Brilliant! Foreigners, looking at this, experience cognitive dissonance. It seems the letters are familiar, but it is impossible to read. The locals, looking at this vivisection over the tongue, joke: "Well, now at least any tourist will understand that the eyes hurt here." In general, this inscription can cut the eye of any philologist.
In general, it's a joke, that's all. Scientists and writers who sincerely worry about the whole legacy of Auezov and Abai, written in Cyrillic, grabbed their heads. And rightly grabbed. Because to transfer a layer of literature to a new font is not years, it's decades. And billions of money. Folk, by the way. The very ones that are always not enough for medicine and roads. And, of course, a rollback to decades ago.

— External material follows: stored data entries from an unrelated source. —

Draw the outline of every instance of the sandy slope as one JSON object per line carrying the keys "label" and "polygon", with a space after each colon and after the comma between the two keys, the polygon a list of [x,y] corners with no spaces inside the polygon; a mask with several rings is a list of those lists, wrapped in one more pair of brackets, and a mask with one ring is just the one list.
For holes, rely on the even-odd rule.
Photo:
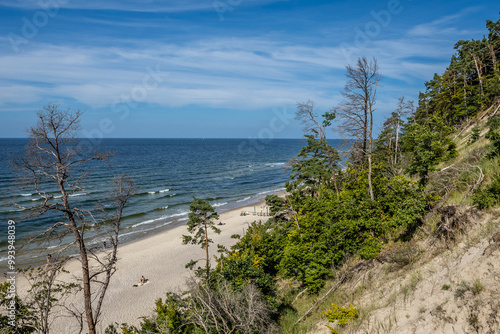
{"label": "sandy slope", "polygon": [[[499,216],[474,221],[456,245],[420,244],[414,265],[390,271],[390,263],[375,262],[354,277],[343,289],[361,288],[352,303],[369,315],[342,333],[500,333]],[[326,324],[311,333],[330,333]]]}
{"label": "sandy slope", "polygon": [[[230,246],[235,243],[231,235],[243,234],[248,223],[267,219],[254,215],[240,215],[242,211],[252,213],[254,206],[260,211],[259,208],[263,205],[261,201],[258,204],[222,213],[219,221],[226,225],[218,226],[222,230],[220,235],[210,236],[215,245]],[[114,322],[139,324],[140,317],[152,314],[156,299],[164,297],[167,291],[176,291],[183,287],[186,278],[192,275],[191,271],[185,269],[185,264],[191,259],[203,259],[205,251],[196,245],[183,245],[182,234],[187,234],[185,225],[119,248],[118,270],[106,294],[100,332],[104,332],[107,325]],[[216,254],[216,249],[216,246],[212,247],[212,255]],[[80,263],[76,260],[68,263],[66,269],[72,275],[81,275]],[[149,279],[149,283],[133,287],[141,275]],[[17,285],[18,294],[22,296],[27,290],[27,283],[22,277],[18,277]],[[81,300],[81,295],[71,296],[66,304],[74,303],[80,306]],[[52,328],[51,333],[79,332],[78,323],[67,317],[55,319]]]}

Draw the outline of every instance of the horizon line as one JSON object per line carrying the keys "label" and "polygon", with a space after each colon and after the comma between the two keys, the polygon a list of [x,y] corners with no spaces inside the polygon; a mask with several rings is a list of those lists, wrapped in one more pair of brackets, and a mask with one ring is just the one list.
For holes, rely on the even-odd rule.
{"label": "horizon line", "polygon": [[[29,137],[0,137],[2,139],[30,139]],[[106,137],[106,138],[88,138],[79,137],[77,139],[88,139],[88,140],[105,140],[105,139],[239,139],[239,140],[306,140],[307,138],[237,138],[237,137]],[[352,140],[346,138],[327,138],[327,140]]]}

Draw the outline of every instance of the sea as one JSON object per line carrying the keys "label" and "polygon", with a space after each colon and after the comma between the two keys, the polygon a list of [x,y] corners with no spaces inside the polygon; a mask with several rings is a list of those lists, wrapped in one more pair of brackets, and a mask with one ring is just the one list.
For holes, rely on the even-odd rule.
{"label": "sea", "polygon": [[[12,165],[13,157],[25,154],[27,143],[27,139],[0,139],[0,272],[7,271],[9,220],[15,222],[19,267],[41,264],[48,253],[78,253],[75,247],[67,247],[71,235],[49,241],[35,238],[64,220],[55,212],[26,217],[29,208],[42,203],[33,187],[18,182]],[[341,145],[340,140],[329,143]],[[119,241],[124,244],[186,224],[193,196],[207,199],[221,213],[284,191],[290,178],[287,166],[304,145],[301,139],[102,139],[93,142],[92,149],[111,152],[112,157],[106,163],[87,162],[83,170],[75,171],[75,175],[85,174],[81,181],[85,192],[71,193],[70,203],[92,209],[106,199],[114,177],[124,173],[132,178],[136,195],[121,222]],[[54,200],[60,198],[53,184],[42,188]],[[107,240],[107,229],[99,221],[91,226],[86,231],[87,244],[98,249]]]}

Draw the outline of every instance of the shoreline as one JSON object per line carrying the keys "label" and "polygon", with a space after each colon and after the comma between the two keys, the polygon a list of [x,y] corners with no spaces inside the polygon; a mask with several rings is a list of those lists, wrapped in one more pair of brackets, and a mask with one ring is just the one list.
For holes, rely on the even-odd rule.
{"label": "shoreline", "polygon": [[[282,197],[285,192],[274,194]],[[211,262],[214,255],[218,254],[217,244],[230,247],[237,242],[231,235],[242,235],[250,223],[269,218],[269,216],[253,215],[254,207],[264,206],[265,199],[260,198],[257,203],[239,206],[219,214],[220,218],[217,221],[224,222],[225,225],[217,226],[221,229],[221,234],[210,236],[214,241],[209,248]],[[248,211],[250,215],[242,216],[240,215],[242,211]],[[100,331],[104,332],[109,324],[115,322],[139,325],[141,317],[153,314],[155,301],[158,298],[164,298],[166,292],[179,292],[185,287],[186,279],[193,276],[192,271],[186,269],[185,265],[191,259],[201,259],[200,266],[202,266],[205,250],[199,245],[183,245],[183,234],[187,234],[185,223],[118,247],[117,271],[111,279],[102,306]],[[69,274],[61,274],[60,278],[63,281],[69,281],[73,276],[81,276],[78,259],[71,259],[64,268]],[[147,278],[149,283],[133,287],[141,276]],[[22,275],[17,275],[16,286],[19,296],[26,295],[29,284]],[[76,293],[69,296],[65,303],[81,305],[81,298],[81,293]],[[54,316],[59,312],[55,310]],[[67,332],[73,327],[78,328],[75,319],[58,317],[54,319],[52,330]]]}
{"label": "shoreline", "polygon": [[[282,196],[282,194],[285,193],[285,190],[284,190],[284,187],[283,186],[279,186],[277,187],[277,189],[274,189],[274,190],[269,190],[269,191],[266,191],[265,194],[254,194],[254,195],[249,195],[251,198],[249,198],[247,201],[244,201],[243,203],[238,203],[238,201],[236,200],[233,200],[231,202],[228,202],[226,203],[227,205],[227,209],[225,211],[221,211],[219,212],[219,215],[222,214],[222,213],[225,213],[225,212],[229,212],[229,211],[232,211],[232,210],[238,210],[239,208],[243,208],[243,207],[249,207],[249,206],[262,206],[262,201],[264,201],[264,198],[266,195],[278,195],[278,196]],[[261,196],[264,196],[264,197],[258,197],[259,195]],[[226,206],[225,205],[225,206]],[[214,207],[214,209],[217,211],[218,207]],[[188,218],[187,218],[187,213],[185,214],[186,217],[183,217],[183,218],[180,218],[180,219],[174,219],[172,220],[170,223],[168,224],[165,224],[163,226],[159,226],[157,228],[153,228],[151,230],[145,230],[145,231],[141,231],[141,230],[136,230],[136,231],[132,231],[133,234],[136,234],[136,237],[133,238],[133,239],[130,239],[130,238],[124,238],[123,240],[120,240],[120,245],[119,247],[122,247],[122,246],[125,246],[125,245],[128,245],[130,243],[134,243],[134,242],[138,242],[138,241],[141,241],[141,240],[145,240],[145,239],[148,239],[148,238],[151,238],[155,235],[158,235],[158,234],[163,234],[167,231],[170,231],[172,229],[176,229],[180,226],[185,226],[187,221],[188,221]],[[159,219],[159,218],[158,218]],[[125,236],[131,232],[127,232],[127,231],[130,231],[129,229],[131,228],[131,226],[125,226],[125,227],[122,227],[121,228],[121,231],[120,231],[120,239],[122,238],[122,236]],[[46,246],[42,246],[44,242],[40,242],[38,244],[38,246],[36,246],[37,248],[35,249],[29,249],[28,251],[24,251],[22,250],[21,254],[17,254],[17,258],[18,258],[18,261],[17,262],[20,262],[22,263],[22,267],[21,268],[25,268],[25,267],[38,267],[38,266],[44,266],[45,265],[45,257],[46,255],[43,255],[41,256],[39,259],[36,259],[34,261],[29,261],[28,259],[28,256],[30,253],[33,253],[34,251],[40,251],[40,250],[43,250],[42,253],[51,253],[51,254],[54,254],[54,252],[57,253],[57,250],[60,249],[61,247],[64,247],[63,244],[55,244],[55,245],[51,245],[50,247],[46,247]],[[93,247],[94,249],[95,248],[101,248],[101,246],[91,246],[92,245],[92,240],[91,239],[87,239],[86,240],[86,244],[88,247]],[[34,244],[37,244],[37,242],[34,242]],[[98,243],[99,245],[101,245],[101,243]],[[55,248],[55,249],[53,249]],[[71,253],[74,253],[74,251],[78,251],[78,249],[74,249]],[[99,251],[98,251],[99,252]],[[73,254],[73,255],[70,255],[69,253],[66,254],[67,256],[72,256],[72,257],[75,257],[75,256],[78,256],[79,254]],[[4,274],[6,274],[7,272],[10,272],[8,266],[7,266],[7,262],[2,262],[2,264],[0,265],[0,277],[3,277]],[[0,278],[0,282],[2,282],[2,279]]]}

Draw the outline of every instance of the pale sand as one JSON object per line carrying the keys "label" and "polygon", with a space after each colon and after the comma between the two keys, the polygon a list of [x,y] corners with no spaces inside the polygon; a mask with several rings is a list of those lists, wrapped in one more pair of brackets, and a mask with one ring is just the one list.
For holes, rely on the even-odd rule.
{"label": "pale sand", "polygon": [[[264,202],[261,200],[220,214],[218,221],[226,225],[217,226],[221,229],[220,235],[213,232],[209,235],[214,241],[209,248],[212,263],[217,254],[217,244],[229,247],[236,242],[231,235],[243,235],[251,222],[268,219],[266,216],[253,215],[254,207],[260,212],[260,207],[263,206]],[[248,211],[250,215],[241,216],[242,211]],[[158,298],[164,299],[166,292],[179,292],[185,286],[186,279],[193,275],[192,271],[185,268],[186,263],[191,259],[204,259],[205,250],[199,245],[183,245],[183,234],[187,234],[186,225],[119,247],[118,270],[106,293],[99,332],[104,332],[108,324],[114,322],[138,325],[141,317],[153,314]],[[198,264],[204,266],[204,261]],[[76,260],[69,262],[66,269],[81,277],[80,263]],[[142,275],[149,279],[148,284],[133,287]],[[27,283],[22,277],[18,277],[17,288],[21,296],[27,290]],[[71,296],[70,299],[76,305],[83,304],[81,295]],[[59,318],[54,321],[51,333],[78,333],[75,326],[77,324],[73,319]],[[85,328],[86,325],[84,333]]]}

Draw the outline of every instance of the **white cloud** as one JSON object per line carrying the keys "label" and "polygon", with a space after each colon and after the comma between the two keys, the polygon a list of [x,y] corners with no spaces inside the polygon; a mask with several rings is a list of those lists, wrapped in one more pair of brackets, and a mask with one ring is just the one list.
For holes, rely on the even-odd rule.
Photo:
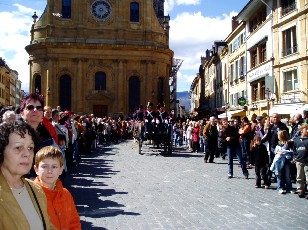
{"label": "white cloud", "polygon": [[0,55],[9,67],[17,70],[18,78],[22,82],[22,89],[29,89],[29,56],[25,51],[25,46],[30,43],[30,29],[33,23],[32,15],[34,9],[27,8],[19,4],[13,12],[1,12],[0,21]]}
{"label": "white cloud", "polygon": [[201,0],[166,0],[165,5],[164,5],[165,13],[166,14],[170,13],[176,5],[196,6],[200,4],[201,4]]}
{"label": "white cloud", "polygon": [[[229,15],[210,18],[201,12],[184,12],[170,21],[170,48],[176,58],[184,60],[178,72],[178,91],[181,91],[181,87],[187,90],[188,82],[191,84],[199,71],[201,56],[205,56],[205,51],[212,48],[214,41],[224,40],[229,35],[234,15],[236,13],[231,12]],[[191,74],[187,74],[189,71]],[[184,83],[185,86],[182,86]]]}
{"label": "white cloud", "polygon": [[177,0],[177,5],[199,5],[201,0]]}
{"label": "white cloud", "polygon": [[190,74],[185,74],[182,71],[179,71],[177,74],[177,83],[178,83],[177,91],[178,92],[189,91],[190,85],[192,81],[195,79],[195,77],[196,77],[196,74],[190,75]]}

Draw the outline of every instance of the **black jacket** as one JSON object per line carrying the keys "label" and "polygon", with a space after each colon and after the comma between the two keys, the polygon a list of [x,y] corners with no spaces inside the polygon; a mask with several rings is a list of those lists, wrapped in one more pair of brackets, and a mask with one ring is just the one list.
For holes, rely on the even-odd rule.
{"label": "black jacket", "polygon": [[293,150],[297,162],[308,164],[308,137],[295,138]]}
{"label": "black jacket", "polygon": [[251,162],[252,164],[261,168],[269,164],[268,152],[264,144],[252,147],[251,153],[254,155],[254,162]]}
{"label": "black jacket", "polygon": [[239,138],[240,134],[238,133],[237,129],[231,125],[228,125],[228,127],[224,131],[224,137],[230,137],[230,141],[223,140],[223,143],[226,144],[226,146],[229,147],[235,147],[237,144],[239,144]]}
{"label": "black jacket", "polygon": [[279,130],[286,130],[287,132],[289,132],[288,127],[282,123],[281,121],[279,121],[278,125],[274,125],[271,124],[268,128],[267,134],[263,137],[262,139],[262,143],[265,143],[266,141],[268,141],[269,143],[269,149],[271,151],[271,153],[274,153],[275,148],[278,144],[278,131]]}

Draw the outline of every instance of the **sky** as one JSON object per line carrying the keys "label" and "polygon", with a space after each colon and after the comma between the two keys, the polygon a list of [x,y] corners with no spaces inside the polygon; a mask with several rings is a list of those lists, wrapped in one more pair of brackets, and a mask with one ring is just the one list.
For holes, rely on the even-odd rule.
{"label": "sky", "polygon": [[[147,0],[148,1],[148,0]],[[29,91],[28,54],[34,11],[40,17],[47,0],[0,0],[0,57],[19,73],[22,89]],[[200,58],[214,41],[231,32],[231,18],[249,0],[165,0],[170,15],[169,45],[174,58],[183,63],[177,75],[177,92],[189,91],[196,77]]]}

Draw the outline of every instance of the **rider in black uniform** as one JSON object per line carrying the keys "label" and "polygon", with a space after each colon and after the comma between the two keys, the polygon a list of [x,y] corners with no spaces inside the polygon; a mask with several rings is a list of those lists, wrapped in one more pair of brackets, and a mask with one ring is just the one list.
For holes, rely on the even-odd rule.
{"label": "rider in black uniform", "polygon": [[147,110],[143,114],[144,126],[145,126],[145,137],[151,135],[155,131],[156,119],[158,118],[157,112],[153,110],[153,103],[148,101]]}

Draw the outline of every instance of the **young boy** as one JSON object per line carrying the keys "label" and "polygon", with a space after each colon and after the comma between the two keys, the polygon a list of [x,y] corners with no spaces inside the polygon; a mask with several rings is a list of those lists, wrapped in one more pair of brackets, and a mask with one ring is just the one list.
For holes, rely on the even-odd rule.
{"label": "young boy", "polygon": [[261,137],[256,135],[253,138],[254,146],[251,149],[251,155],[253,155],[252,162],[255,165],[256,172],[256,188],[261,188],[261,175],[264,180],[265,188],[269,188],[269,182],[266,176],[267,167],[269,164],[269,157],[266,146],[261,143]]}
{"label": "young boy", "polygon": [[63,187],[59,176],[63,172],[64,158],[59,149],[46,146],[35,156],[34,180],[47,198],[48,215],[57,229],[81,229],[80,217],[71,193]]}
{"label": "young boy", "polygon": [[[296,186],[298,196],[305,197],[305,182],[308,185],[308,124],[300,127],[301,137],[294,139],[294,161],[296,162]],[[305,197],[308,199],[308,196]]]}

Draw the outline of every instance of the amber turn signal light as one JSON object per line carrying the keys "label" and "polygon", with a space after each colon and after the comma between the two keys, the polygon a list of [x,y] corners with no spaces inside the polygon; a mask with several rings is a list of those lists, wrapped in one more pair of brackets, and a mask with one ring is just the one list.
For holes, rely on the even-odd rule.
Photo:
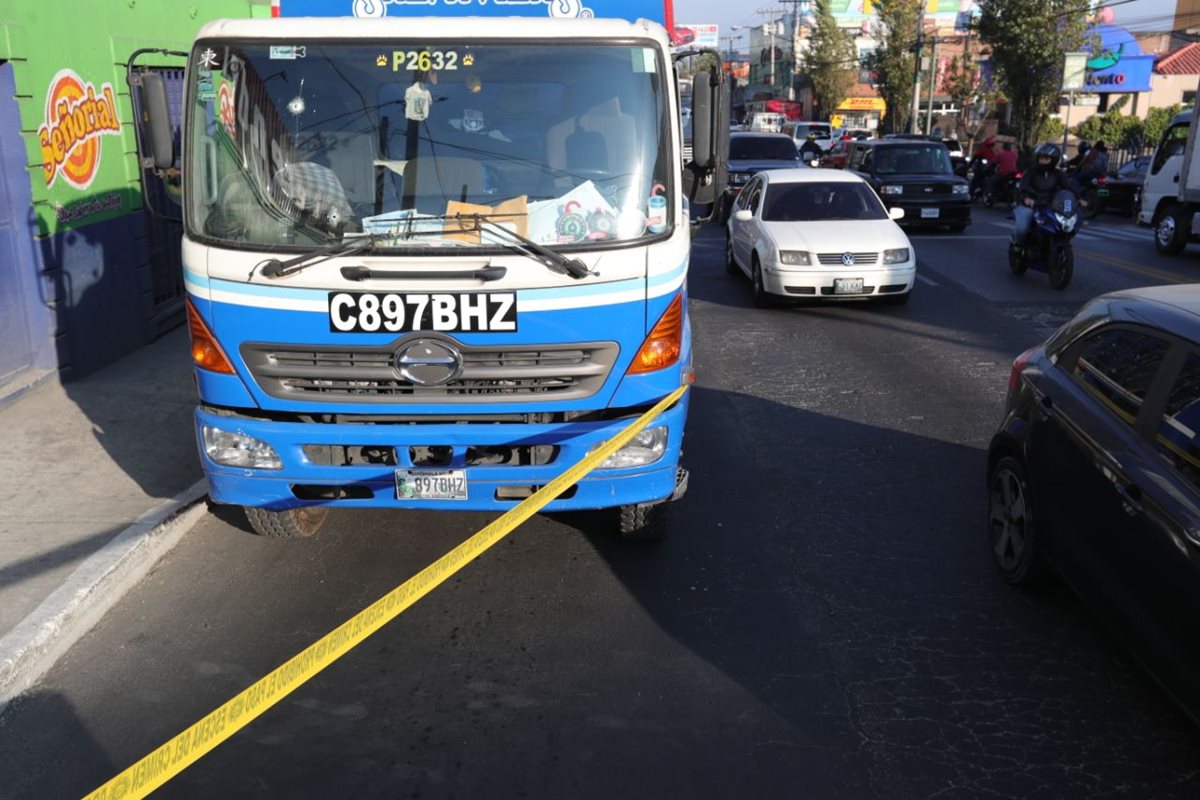
{"label": "amber turn signal light", "polygon": [[217,339],[212,335],[212,331],[200,318],[200,312],[192,305],[192,298],[187,298],[185,305],[187,307],[188,333],[192,335],[192,361],[200,369],[233,375],[233,365],[225,357],[225,351],[221,349],[221,345],[217,344]]}
{"label": "amber turn signal light", "polygon": [[658,318],[654,329],[642,342],[641,349],[629,365],[629,373],[653,372],[679,361],[683,349],[683,294],[675,295],[671,305]]}

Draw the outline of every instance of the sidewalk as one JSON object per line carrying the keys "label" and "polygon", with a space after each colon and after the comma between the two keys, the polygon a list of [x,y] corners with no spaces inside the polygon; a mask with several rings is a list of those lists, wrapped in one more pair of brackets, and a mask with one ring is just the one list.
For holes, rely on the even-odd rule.
{"label": "sidewalk", "polygon": [[203,513],[195,402],[183,327],[0,401],[0,708]]}

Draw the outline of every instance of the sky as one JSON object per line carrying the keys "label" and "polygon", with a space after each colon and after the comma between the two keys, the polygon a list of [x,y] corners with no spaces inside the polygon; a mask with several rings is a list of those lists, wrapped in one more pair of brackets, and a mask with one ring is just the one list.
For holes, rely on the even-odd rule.
{"label": "sky", "polygon": [[[730,3],[729,0],[675,0],[675,21],[681,25],[715,24],[721,27],[722,37],[733,34],[738,38],[733,40],[735,48],[745,49],[749,33],[743,29],[732,31],[734,25],[754,26],[767,19],[758,11],[771,8],[791,9],[790,0],[787,2],[769,3],[759,0],[757,4],[742,5]],[[1106,0],[1105,5],[1112,8],[1115,16],[1114,23],[1121,27],[1140,31],[1164,31],[1174,26],[1175,0]],[[1200,16],[1189,20],[1200,27]],[[729,40],[722,38],[722,49],[729,46]]]}

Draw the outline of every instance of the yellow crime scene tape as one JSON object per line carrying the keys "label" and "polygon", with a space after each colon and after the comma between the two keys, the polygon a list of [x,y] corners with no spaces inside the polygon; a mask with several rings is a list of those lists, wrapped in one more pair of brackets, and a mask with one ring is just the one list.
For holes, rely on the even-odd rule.
{"label": "yellow crime scene tape", "polygon": [[629,443],[655,417],[688,390],[680,386],[629,427],[593,450],[570,469],[528,498],[506,511],[494,522],[473,534],[449,553],[392,589],[362,611],[334,628],[292,658],[267,673],[196,724],[170,739],[133,766],[120,773],[85,800],[139,798],[187,769],[205,753],[248,725],[255,717],[357,647],[401,612],[444,583],[490,547],[512,533],[547,503],[558,497],[609,456]]}

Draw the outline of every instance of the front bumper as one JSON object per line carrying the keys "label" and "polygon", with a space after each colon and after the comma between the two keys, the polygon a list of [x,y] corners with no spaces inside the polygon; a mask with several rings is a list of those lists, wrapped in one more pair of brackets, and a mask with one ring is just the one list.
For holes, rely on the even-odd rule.
{"label": "front bumper", "polygon": [[[650,423],[666,426],[667,446],[653,464],[626,469],[594,470],[573,490],[548,506],[548,511],[610,508],[634,503],[654,503],[675,491],[676,467],[683,445],[688,395]],[[274,422],[228,417],[197,408],[196,431],[200,459],[208,477],[209,496],[216,503],[281,511],[305,505],[340,508],[432,508],[442,510],[506,511],[521,498],[498,499],[497,489],[541,487],[589,451],[627,427],[634,419],[555,424],[456,424],[360,425]],[[222,466],[208,458],[200,430],[210,425],[269,443],[283,462],[280,470]],[[330,466],[311,461],[305,445],[373,446],[393,448],[396,464]],[[552,445],[554,459],[538,466],[467,466],[469,447]],[[410,447],[450,447],[446,469],[465,469],[465,500],[400,500],[396,497],[395,470],[411,469]],[[346,489],[350,497],[302,499],[321,493],[322,487]]]}
{"label": "front bumper", "polygon": [[[971,224],[971,204],[966,199],[954,202],[925,203],[884,197],[883,203],[888,208],[904,209],[904,217],[897,222],[906,227]],[[937,216],[924,216],[929,213],[926,209],[937,209]]]}
{"label": "front bumper", "polygon": [[[861,294],[834,294],[839,278],[862,278]],[[771,294],[813,300],[853,300],[865,297],[904,294],[912,291],[917,278],[915,261],[887,267],[795,267],[763,270],[763,289]]]}

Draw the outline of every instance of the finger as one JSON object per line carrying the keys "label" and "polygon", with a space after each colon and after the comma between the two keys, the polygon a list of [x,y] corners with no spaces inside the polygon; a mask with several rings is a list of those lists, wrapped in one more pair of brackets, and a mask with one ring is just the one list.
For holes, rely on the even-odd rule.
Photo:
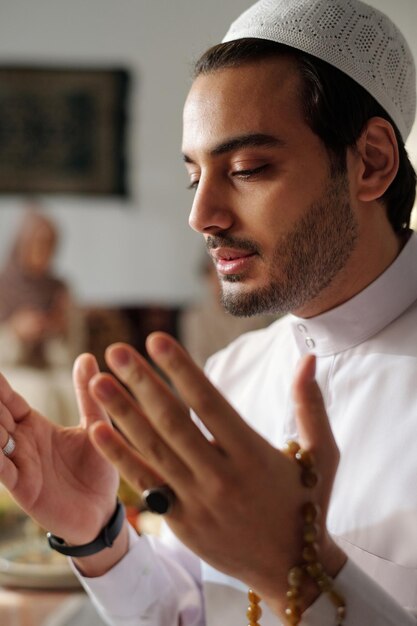
{"label": "finger", "polygon": [[[12,414],[6,405],[0,402],[0,426],[2,426],[7,433],[14,433],[16,430],[16,422],[13,419]],[[0,441],[1,444],[1,441]],[[0,445],[0,447],[2,447]]]}
{"label": "finger", "polygon": [[149,438],[146,437],[146,431],[151,427],[146,424],[146,416],[126,389],[111,374],[99,372],[90,379],[88,393],[117,424],[136,450],[145,456],[145,441]]}
{"label": "finger", "polygon": [[88,434],[98,452],[116,467],[139,494],[166,482],[109,424],[96,422],[90,427]]}
{"label": "finger", "polygon": [[106,359],[140,401],[154,431],[190,469],[203,472],[220,462],[221,453],[191,420],[188,407],[143,357],[126,344],[115,344],[106,351]]}
{"label": "finger", "polygon": [[20,422],[30,411],[26,400],[12,389],[2,374],[0,374],[0,403],[9,411],[15,422]]}
{"label": "finger", "polygon": [[184,403],[197,414],[227,454],[251,454],[260,437],[208,380],[189,354],[165,333],[147,339],[149,355],[169,377]]}
{"label": "finger", "polygon": [[[6,423],[7,422],[7,425]],[[7,445],[10,434],[16,430],[16,424],[4,405],[0,406],[0,482],[11,491],[16,486],[17,467],[13,457],[15,451],[7,456],[2,449]],[[14,435],[16,437],[16,435]]]}
{"label": "finger", "polygon": [[97,421],[110,423],[106,411],[90,395],[88,385],[90,380],[99,372],[96,359],[92,354],[81,354],[75,360],[72,377],[80,413],[80,424],[88,428]]}
{"label": "finger", "polygon": [[[188,485],[191,472],[159,436],[142,409],[131,395],[111,375],[98,374],[90,383],[91,394],[102,404],[114,422],[155,471],[169,480],[175,476],[176,485]],[[105,432],[105,431],[103,431]]]}
{"label": "finger", "polygon": [[[2,424],[2,445],[6,445],[9,433],[13,433],[16,446],[19,446],[18,438],[15,434],[16,424],[21,422],[30,413],[31,408],[9,385],[7,380],[0,374],[0,422]],[[7,433],[6,441],[5,431]],[[12,492],[18,482],[18,469],[14,462],[15,452],[9,458],[0,450],[0,481]]]}
{"label": "finger", "polygon": [[3,426],[3,424],[0,424],[0,450],[2,450],[9,441],[9,432],[10,431]]}
{"label": "finger", "polygon": [[12,492],[18,481],[18,469],[12,459],[0,452],[0,482]]}
{"label": "finger", "polygon": [[316,359],[309,354],[301,359],[293,382],[293,397],[297,415],[300,443],[319,448],[334,444],[323,396],[315,379]]}
{"label": "finger", "polygon": [[323,467],[329,480],[333,480],[339,451],[315,371],[315,356],[309,354],[300,361],[293,382],[296,421],[300,445],[316,453],[317,463]]}

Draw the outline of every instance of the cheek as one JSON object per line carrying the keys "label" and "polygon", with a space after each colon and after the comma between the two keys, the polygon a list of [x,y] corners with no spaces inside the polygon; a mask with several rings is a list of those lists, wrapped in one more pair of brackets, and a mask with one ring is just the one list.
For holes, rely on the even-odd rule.
{"label": "cheek", "polygon": [[308,213],[311,205],[323,197],[329,184],[325,168],[300,164],[279,180],[259,189],[254,200],[258,221],[266,235],[285,234]]}
{"label": "cheek", "polygon": [[265,241],[275,240],[291,230],[309,205],[307,194],[284,184],[264,188],[252,201],[252,225]]}

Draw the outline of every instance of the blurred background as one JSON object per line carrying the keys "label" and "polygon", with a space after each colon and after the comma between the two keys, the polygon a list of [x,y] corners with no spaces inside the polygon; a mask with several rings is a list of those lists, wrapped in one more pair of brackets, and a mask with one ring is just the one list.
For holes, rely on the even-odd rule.
{"label": "blurred background", "polygon": [[[180,156],[190,70],[250,2],[2,0],[0,64],[124,68],[128,197],[46,195],[63,236],[56,267],[83,304],[193,300],[200,238]],[[39,194],[38,194],[39,196]],[[24,199],[0,196],[0,261]]]}
{"label": "blurred background", "polygon": [[[183,305],[201,292],[201,242],[180,158],[193,59],[218,42],[248,0],[1,0],[0,65],[124,68],[128,197],[47,194],[62,243],[56,268],[82,304]],[[417,2],[370,0],[417,54]],[[417,159],[417,131],[409,141]],[[0,262],[24,198],[0,195]]]}

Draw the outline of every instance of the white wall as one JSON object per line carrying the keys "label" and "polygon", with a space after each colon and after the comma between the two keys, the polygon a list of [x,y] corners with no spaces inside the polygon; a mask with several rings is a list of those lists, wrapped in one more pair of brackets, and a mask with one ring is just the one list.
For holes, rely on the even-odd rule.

Tokayev, an intelligent and experienced man, apparently realized the idiocy of the situation from the very beginning. And when he came to power, he proposed to postpone consideration of this issue to 2030. This, apparently, is such an elegant political rebus with the obvious expectation that by that time "either the emir will die or the donkey will die." A wise decision. A diplomatic kick in the ass to Nazarbayev's initiative.
But here's the bad luck: while politicians are being wise, businessmen and akims have already done things. There are signs all over the country in a language that does not exist. It's like putting a suit on a naked body and going to a ball: civilization is outside, it's a complete disgrace from the inside.
As a result, the Latin alphabet for the Kazakhs became not a tool, but a symbol. A symbol of the desire to appear, not to be. The desire to disown everything Russian, even if it creates problems. The Cyrillic alphabet was thrown out of the signs, but it is still in the heads, in books and in documents.
As a result, a unique situation has turned out: Kazakhstan has become a country where half of them speak one language, write in another, and translate into a third, and all this in order to show the American: "Look, we also use letters like yours, we are cool!". Only an American, seeing the sign "Mikrohirurgiya glaza", is likely to break his brain trying to figure out what is encrypted in it. And the Kazakhs will remain with their heads proudly raised and with inscriptions that even they themselves do not understand. The circus left, the clowns stayed.